Mike Freeman k7uij at panix.com
Sun Apr 24 17:14:54 UTC 2011


Sean:

I'm not saying scanners have no place.  For my taste, OCr software *still*
isn't sufficiently accurate to satisfy me.  But that's my personal
preference.  Likewise, I think we have to distinguish what type of material
we're dealing with:  scanning works far better for literary material than it
does for texts in the hard sciences although this is slowly changing.

Moreover, either in this post or another, you wrote of having DSS offices do
some scanning.  Frankly, there were no such things when I went to college
and had there been DSS offices then, I'd have stayed as far away from them
as I could and would do so now were I to go back to school.

Electronic searches are fine if you know more-or-less exactly what you're
looking for.  But there's no substitute for human intelligence and the
ability to get the gist of what's on a page either by eye or by touch.  And
yes, I know about skim-reading.

But basically what I'm talking about is not the occasional scan but when
students spend *hours* ripping apart books and scanning them -- hours that
could have been better spent studying something else, especially when ten
minutes with a reader could elicit the required material.

In this connection, it might be instructive to go back and read Peggy
Elliott's Monitor articles about efficient use of readers.

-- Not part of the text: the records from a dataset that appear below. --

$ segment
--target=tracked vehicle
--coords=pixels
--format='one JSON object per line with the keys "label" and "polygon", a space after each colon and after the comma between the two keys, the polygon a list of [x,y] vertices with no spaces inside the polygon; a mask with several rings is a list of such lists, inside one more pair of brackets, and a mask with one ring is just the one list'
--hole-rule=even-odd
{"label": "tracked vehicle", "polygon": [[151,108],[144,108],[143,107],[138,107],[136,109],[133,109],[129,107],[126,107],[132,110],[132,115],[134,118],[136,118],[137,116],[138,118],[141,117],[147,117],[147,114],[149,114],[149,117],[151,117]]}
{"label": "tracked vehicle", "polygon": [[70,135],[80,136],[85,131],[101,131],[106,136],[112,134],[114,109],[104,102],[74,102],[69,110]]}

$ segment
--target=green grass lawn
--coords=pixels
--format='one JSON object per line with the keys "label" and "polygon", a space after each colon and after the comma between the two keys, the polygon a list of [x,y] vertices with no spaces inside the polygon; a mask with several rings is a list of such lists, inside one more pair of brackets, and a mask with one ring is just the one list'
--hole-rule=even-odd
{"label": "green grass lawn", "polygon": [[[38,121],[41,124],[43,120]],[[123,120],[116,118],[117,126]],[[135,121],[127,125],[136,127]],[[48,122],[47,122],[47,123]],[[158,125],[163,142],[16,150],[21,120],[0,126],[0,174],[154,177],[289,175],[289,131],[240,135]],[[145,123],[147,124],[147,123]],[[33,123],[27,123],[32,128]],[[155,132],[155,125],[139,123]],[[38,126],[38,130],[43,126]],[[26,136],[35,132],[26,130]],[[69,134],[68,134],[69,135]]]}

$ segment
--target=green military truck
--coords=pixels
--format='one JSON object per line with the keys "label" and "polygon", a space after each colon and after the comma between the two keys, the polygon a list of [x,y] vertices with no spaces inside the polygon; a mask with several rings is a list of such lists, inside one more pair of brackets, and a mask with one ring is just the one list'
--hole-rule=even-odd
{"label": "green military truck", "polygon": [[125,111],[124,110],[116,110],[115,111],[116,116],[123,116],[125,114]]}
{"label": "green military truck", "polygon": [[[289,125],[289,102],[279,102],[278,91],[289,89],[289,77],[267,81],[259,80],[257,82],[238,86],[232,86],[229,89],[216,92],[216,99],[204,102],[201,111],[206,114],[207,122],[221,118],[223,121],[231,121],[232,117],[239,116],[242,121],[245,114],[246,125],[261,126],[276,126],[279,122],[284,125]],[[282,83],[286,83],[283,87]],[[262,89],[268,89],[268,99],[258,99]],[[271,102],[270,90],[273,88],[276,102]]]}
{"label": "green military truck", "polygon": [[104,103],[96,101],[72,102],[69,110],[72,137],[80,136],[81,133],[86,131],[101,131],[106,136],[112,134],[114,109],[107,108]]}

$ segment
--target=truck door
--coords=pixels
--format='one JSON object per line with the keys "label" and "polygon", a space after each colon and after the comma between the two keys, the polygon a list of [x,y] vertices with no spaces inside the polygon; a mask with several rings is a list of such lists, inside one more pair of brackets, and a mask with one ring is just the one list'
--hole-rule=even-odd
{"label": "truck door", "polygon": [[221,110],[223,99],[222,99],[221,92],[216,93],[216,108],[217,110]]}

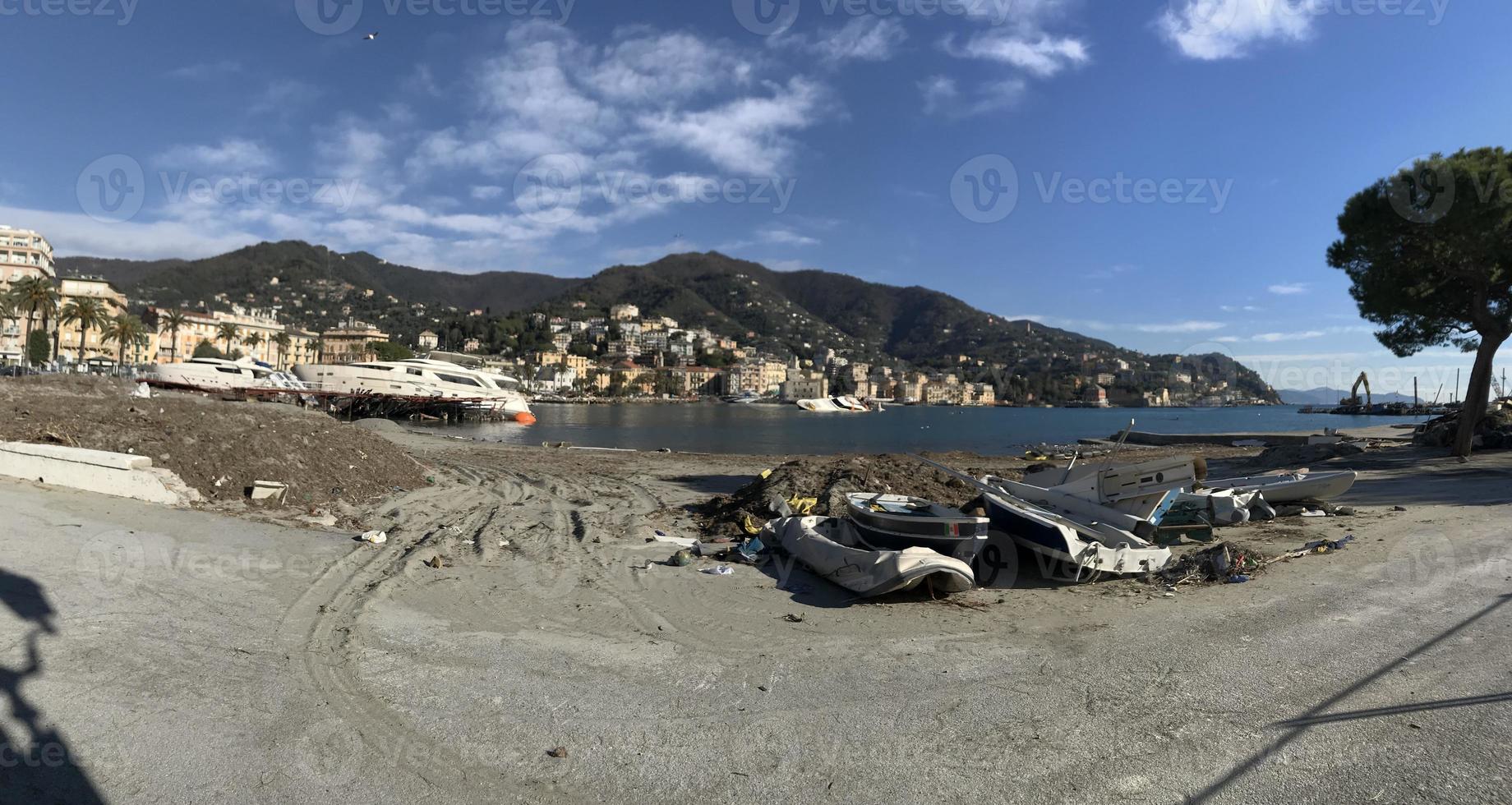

Bottom line is that the best solution is to use the techniques that work the
best for you.  But sometimes, just as when people try to make us use sight
we don't have, we ourselves fall into ruts and don't use all technologies or
resources (including readers) to best advantage.

Cheers!

Mike


-----Original Message-----
From: nabs-l-bounces at nfbnet.org [mailto:nabs-l-bounces at nfbnet.org] On Behalf
Of Sean Whalen
Sent: Sunday, April 24, 2011 9:35 AM
To: nabs-l at nfbnet.org
Subject: Re: [nabs-l] technology question

With an electronic version of a text you can skip extraneous material as
well, and you decide what is extraneous. You can navigate by sentence,
paragraph, page, or read in skim mode. You can also search for particular
words or phrases much more quickly than can any human. Yes, the scanning
takes time, but that time is more than made up for by the ability to read
the material significantly faster than you can listen to another person read
it aloud. Making the process time efficient may require a quicker scanner,
but those are not too difficult to come by. Also, most DSS offices will do
scanning for students. I think that is fine as long as students are prepared
to pick up the slack and do it ourselves if DSS falls through.

 

Surely there are benefits to working with a reader, but the mere fact that
there are some benefits doesn't make it the better choice. I don't think it
should, or has to be, an either or, but if I could choose only one or the
other, it would be scanning and OCR hands down. The point with which I
disagree, and please correct me if this is not what you are saying, is that
students would be better off forgetting about scanning and simply using
readers. That is simply a less efficient approach, and takes more control
out of the hands of the blind student.